まずはAzure Portalで操作します。 SSH接続するAzure Arc対応サーバーの「接続 (プレビュー)」をクリックします。 今回はパスワードで認証するため「認証の種類」で「パスワード」を選択しています。
ユーザー名を入力します。 今回はAdministratorとしてAzure Arc対応サーバーにログインします。 画面下部にAzure Arcを介してSSH接続するためのコマンドが表示されます。
Macでターミナルを開きます。 az loginコマンドによりサインインした後、Azure Portalに表示されたコマンドを実行します。 今回はAdministratorとして接続していますので、そのパスワードを入力します。

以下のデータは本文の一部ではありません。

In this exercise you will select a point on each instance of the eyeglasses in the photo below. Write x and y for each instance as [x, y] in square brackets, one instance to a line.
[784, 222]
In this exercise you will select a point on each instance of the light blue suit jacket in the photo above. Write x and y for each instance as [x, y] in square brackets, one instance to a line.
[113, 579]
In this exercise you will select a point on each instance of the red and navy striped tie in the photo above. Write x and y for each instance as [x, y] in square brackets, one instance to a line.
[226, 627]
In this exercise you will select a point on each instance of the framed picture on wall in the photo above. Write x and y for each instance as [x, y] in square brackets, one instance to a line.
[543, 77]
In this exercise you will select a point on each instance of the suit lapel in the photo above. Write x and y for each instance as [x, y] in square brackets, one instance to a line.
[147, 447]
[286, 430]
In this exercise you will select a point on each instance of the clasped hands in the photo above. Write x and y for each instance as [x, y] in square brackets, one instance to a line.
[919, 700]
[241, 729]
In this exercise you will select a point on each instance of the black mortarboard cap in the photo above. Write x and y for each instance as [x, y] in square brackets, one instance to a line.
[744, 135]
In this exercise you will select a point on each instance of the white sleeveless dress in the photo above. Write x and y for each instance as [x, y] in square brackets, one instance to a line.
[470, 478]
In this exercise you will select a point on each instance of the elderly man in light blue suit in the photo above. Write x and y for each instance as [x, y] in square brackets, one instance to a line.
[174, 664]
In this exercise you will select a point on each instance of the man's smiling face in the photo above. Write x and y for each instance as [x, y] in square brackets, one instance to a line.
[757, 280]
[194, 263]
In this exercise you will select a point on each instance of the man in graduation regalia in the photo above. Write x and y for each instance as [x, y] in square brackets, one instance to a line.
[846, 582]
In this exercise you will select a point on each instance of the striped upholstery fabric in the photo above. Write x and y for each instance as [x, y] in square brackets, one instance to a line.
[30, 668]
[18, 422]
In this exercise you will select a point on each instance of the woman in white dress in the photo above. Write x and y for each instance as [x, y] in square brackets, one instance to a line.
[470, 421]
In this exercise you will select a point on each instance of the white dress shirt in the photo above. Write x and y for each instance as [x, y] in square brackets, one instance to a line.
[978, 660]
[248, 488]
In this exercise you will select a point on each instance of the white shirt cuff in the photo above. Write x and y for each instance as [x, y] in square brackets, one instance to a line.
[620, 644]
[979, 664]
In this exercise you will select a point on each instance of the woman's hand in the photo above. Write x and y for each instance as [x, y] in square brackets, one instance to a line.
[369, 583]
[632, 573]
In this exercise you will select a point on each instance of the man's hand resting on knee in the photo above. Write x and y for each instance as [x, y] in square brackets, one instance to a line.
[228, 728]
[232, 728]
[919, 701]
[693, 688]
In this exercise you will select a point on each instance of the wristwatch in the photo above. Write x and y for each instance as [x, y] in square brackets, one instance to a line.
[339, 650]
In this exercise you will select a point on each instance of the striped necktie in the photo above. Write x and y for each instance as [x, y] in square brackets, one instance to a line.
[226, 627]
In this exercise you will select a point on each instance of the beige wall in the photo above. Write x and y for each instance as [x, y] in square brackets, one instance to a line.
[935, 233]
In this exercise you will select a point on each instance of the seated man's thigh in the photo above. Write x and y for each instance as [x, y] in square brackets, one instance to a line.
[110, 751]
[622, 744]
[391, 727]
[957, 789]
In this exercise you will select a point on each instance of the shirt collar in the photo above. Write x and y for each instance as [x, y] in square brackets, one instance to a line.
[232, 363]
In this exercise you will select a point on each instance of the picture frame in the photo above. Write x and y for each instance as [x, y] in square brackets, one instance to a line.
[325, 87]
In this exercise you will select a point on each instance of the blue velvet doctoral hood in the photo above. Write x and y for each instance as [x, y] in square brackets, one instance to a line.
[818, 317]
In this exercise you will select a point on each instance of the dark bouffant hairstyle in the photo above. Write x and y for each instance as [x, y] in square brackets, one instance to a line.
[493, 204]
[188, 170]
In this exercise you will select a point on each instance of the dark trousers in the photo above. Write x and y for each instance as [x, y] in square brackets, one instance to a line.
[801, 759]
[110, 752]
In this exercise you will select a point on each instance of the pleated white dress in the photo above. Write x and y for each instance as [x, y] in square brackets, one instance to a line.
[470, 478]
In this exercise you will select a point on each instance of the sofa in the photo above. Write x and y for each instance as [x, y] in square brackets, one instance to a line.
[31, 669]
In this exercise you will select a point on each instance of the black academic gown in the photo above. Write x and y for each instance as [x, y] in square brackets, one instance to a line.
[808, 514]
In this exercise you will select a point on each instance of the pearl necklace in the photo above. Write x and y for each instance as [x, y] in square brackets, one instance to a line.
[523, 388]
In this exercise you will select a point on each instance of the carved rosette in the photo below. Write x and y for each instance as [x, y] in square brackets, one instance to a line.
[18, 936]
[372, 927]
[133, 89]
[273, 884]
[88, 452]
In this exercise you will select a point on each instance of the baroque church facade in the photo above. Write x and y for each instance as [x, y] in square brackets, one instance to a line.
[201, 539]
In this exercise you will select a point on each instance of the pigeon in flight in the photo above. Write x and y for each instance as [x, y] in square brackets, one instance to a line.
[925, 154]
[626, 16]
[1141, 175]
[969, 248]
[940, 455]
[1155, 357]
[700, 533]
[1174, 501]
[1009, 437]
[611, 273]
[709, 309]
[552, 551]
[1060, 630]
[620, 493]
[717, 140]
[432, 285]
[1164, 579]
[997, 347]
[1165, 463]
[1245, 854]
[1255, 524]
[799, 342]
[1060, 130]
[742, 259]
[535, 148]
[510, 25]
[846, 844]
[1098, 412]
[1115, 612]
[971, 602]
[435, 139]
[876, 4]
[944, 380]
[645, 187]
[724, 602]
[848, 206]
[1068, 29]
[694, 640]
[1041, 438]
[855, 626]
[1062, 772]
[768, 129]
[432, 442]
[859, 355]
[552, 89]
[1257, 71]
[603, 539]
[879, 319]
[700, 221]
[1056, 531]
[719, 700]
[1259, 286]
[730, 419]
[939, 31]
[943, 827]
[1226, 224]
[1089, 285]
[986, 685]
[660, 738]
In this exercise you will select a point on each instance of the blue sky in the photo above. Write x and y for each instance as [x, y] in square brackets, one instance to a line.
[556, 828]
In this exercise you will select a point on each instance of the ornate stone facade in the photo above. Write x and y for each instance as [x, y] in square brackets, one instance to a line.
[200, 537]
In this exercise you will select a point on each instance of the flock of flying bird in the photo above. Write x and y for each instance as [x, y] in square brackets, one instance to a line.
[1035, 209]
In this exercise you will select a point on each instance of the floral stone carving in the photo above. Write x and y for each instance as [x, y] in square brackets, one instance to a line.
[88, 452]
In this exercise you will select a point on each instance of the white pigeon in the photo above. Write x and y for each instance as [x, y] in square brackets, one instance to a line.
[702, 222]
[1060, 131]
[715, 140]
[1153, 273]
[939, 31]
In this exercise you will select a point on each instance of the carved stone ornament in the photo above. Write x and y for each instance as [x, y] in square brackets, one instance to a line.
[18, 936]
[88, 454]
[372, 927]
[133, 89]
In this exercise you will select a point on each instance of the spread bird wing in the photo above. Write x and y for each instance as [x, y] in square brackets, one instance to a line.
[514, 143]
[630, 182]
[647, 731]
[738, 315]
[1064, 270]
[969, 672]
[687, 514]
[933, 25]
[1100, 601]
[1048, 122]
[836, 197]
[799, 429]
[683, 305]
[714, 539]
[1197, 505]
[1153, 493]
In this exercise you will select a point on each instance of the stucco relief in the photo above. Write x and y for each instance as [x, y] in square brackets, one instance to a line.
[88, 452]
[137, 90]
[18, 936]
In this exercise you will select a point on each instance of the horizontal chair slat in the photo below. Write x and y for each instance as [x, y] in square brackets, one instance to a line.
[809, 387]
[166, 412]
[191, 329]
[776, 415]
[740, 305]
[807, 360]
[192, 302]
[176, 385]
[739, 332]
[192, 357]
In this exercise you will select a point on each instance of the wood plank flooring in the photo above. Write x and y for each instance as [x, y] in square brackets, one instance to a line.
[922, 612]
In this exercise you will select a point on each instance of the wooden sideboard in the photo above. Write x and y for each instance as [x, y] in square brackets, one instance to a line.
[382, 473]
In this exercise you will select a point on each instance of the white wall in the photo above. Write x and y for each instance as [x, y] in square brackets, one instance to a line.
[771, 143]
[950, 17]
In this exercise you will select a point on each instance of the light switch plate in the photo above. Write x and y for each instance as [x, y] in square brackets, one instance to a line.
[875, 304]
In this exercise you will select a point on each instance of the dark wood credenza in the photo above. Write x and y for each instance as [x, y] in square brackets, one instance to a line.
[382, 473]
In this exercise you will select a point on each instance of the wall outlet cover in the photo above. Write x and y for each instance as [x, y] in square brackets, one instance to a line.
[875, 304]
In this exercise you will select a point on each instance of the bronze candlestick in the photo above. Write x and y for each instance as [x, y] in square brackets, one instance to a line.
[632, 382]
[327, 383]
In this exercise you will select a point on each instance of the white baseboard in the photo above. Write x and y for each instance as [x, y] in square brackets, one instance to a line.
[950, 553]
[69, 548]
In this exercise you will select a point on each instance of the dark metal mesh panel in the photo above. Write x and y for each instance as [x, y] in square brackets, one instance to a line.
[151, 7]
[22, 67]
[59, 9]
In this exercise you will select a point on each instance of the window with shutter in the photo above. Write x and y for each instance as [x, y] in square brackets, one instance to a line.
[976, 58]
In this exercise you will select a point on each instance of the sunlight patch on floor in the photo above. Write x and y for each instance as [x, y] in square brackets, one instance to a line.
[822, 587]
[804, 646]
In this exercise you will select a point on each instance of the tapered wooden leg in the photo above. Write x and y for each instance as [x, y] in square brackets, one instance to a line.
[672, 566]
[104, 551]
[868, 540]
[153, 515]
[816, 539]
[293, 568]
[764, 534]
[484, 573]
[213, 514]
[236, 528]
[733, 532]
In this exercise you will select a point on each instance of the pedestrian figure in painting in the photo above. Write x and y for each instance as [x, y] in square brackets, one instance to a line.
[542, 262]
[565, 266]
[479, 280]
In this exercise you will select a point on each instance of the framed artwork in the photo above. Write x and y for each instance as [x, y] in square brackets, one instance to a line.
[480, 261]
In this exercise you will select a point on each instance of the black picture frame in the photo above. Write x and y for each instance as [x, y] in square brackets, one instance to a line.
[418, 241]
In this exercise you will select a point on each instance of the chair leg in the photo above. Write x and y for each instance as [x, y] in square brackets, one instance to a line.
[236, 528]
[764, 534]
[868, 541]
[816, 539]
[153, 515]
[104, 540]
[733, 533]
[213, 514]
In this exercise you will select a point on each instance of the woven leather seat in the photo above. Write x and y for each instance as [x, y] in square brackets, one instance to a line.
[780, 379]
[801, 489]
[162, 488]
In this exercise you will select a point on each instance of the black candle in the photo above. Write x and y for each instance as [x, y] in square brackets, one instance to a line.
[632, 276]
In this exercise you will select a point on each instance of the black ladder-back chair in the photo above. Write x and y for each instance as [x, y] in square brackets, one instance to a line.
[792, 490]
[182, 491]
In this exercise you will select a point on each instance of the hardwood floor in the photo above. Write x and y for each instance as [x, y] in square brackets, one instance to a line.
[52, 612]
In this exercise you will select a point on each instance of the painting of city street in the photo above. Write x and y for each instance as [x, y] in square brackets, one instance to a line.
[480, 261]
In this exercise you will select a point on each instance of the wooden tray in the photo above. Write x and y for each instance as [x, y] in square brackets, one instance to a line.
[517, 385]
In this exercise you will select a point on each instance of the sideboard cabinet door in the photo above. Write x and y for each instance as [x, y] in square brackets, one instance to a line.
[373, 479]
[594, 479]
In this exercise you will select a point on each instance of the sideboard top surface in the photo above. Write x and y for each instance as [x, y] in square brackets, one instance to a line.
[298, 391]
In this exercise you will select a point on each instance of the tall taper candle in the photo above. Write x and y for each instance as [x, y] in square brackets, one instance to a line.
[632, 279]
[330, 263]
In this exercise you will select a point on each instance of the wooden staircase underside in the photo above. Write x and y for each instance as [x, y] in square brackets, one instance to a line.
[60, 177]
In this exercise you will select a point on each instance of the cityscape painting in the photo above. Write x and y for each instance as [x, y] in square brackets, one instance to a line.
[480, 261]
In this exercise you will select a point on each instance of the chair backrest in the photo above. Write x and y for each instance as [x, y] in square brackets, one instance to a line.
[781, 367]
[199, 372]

今回は試しにGet-ComputerInfoコマンドを実行してみました。
補足
今回利用した環境ではMac上でaz ssh arcコマンドを実行しましたが、Azure Portal上で「ブラウザーで接続」をクリックするとCloud Shellにaz ssh arcコマンドが自動入力されます。
まとめ
今回はオンプレミス環境に存在するAzure Arc対応サーバーに対し、Azure Arcを介してSSH接続してみました。 今回利用した環境ではAzure Arc対応サーバーとMacはそれぞれ全く異なるサイトにあり、MacからAzure Arc対応サーバーのIPアドレスに到達することはできない状態でした。 このような環境下であってもAzure Arcを利用することで簡単にSSH接続することができました。
Azure Arcに接続したリソースの管理においてはSSH接続以外にも様々な機能がございます。 他の機能もまた改めてご紹介できればと思います。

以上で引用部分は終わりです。